I made a few stops, along the river, on my way to Lawrence, at one I found 75 Mallards, a few Black Ducks, 3 Wood Ducks and 125 Common Goldeneyes. I was able to pick out one female goldeneye with a yellow bill and was thinking I'd found aBarrow's, but head and bill shape was more fitting for a Common Goldeneye. From a little research, Common Goldeneye females can have a yellowish looking bill, though rare. Non-the-less an intersting bird, but Barrow's didn't make the check list.
Once in Lawrence, I saw 2 adult Peregrine Falcons near the clock tower, one was "mixing it up" with a Red-tailed Hawk, that might have infrindged upon the falcon's territory.

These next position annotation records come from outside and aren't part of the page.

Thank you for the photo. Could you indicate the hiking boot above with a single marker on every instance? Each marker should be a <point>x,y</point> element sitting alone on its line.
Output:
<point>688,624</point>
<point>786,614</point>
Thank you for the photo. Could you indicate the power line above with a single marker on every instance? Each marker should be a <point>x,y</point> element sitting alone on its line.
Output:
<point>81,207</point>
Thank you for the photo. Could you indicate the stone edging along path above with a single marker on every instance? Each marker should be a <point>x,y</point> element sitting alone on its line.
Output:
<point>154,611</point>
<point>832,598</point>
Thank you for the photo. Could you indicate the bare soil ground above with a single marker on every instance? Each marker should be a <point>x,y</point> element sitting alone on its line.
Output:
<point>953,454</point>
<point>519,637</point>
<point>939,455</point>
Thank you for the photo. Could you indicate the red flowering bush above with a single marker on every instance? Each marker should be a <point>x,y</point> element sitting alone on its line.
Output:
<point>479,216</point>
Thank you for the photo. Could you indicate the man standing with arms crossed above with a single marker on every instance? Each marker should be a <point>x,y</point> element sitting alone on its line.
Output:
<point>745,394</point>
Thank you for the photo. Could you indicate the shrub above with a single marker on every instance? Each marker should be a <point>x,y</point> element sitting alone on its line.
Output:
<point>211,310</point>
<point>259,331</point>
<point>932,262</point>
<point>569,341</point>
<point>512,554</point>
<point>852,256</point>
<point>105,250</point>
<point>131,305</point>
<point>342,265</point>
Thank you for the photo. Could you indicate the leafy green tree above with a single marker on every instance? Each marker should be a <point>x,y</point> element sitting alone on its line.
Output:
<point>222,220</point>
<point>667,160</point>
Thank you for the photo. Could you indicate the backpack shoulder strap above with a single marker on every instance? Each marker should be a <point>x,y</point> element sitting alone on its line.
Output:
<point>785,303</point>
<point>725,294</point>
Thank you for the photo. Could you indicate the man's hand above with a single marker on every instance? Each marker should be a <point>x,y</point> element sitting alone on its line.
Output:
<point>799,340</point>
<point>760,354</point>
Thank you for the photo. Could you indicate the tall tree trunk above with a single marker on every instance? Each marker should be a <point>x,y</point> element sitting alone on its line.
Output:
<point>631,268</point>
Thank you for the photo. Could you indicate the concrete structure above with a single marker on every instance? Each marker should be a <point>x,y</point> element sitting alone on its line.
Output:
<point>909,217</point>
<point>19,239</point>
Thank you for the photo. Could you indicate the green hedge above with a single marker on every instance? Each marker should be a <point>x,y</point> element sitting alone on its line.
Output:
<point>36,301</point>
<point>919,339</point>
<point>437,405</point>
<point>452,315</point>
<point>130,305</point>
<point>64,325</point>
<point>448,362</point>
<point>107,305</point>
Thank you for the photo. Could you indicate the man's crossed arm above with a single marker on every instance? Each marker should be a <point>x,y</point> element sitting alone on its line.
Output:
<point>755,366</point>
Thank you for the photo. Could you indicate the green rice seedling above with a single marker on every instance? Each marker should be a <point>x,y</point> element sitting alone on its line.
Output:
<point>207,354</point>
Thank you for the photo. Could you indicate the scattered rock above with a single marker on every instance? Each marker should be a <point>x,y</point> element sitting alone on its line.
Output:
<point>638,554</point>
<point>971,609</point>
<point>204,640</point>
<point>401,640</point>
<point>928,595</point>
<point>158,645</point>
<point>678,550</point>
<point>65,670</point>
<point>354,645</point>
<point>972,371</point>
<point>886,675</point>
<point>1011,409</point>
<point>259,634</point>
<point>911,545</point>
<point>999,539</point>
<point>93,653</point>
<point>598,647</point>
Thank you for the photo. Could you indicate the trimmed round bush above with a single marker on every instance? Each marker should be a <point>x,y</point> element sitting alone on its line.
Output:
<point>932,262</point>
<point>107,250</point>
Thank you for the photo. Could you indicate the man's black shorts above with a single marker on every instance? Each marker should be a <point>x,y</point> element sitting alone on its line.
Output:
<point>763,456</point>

One of 4 Red-tailed Hawks seen near the dam in Lawernce.
I ended the day at the boat ramp in Lawrence, just above the dam, there were many gulls and crows on the ice. I was greeted by a group of domestic ducks as I opened the car door. salesmen?
A few of the better birds were a Great Cormorant and an adult Iceland Gull, pictured below. It was late in the day, and large numbers of crows were coming to roost in the general area. I was fortunate to hear at least a few Fish Crows.
A digi scope shot of an adult Iceland (Kumlien's) Gull.
The Iceland Gull soon disappeared, then an older guy showed up with rubbish bag and began "slinging" bagels. In with the dozens of Ring-billed and few Herring Gulls was a 2nd year Glaucous Gull, which easily out muscled the others.
2nd cycle Glaucous Gull.


Some one's about to get WUPPED and I know who my money is with.

Just a small portion of the crows passing to roost.
The river was lined with crows as far as I could see up river and more were moving along the horizon as I scanned down river. My crude estimate ( and probably on the "light" side, but you get the idea) was about 5,000 , though I recall the late Joe Hogan mentioning numbers from 10,000 to 15,000. Joe had always birded the Lawrence area, keeping an eye on the local Peregrines, the crow roost, passing Nighthawks and of course finding the huge blackbird roost in Methuen...sure wish Joe was still with us.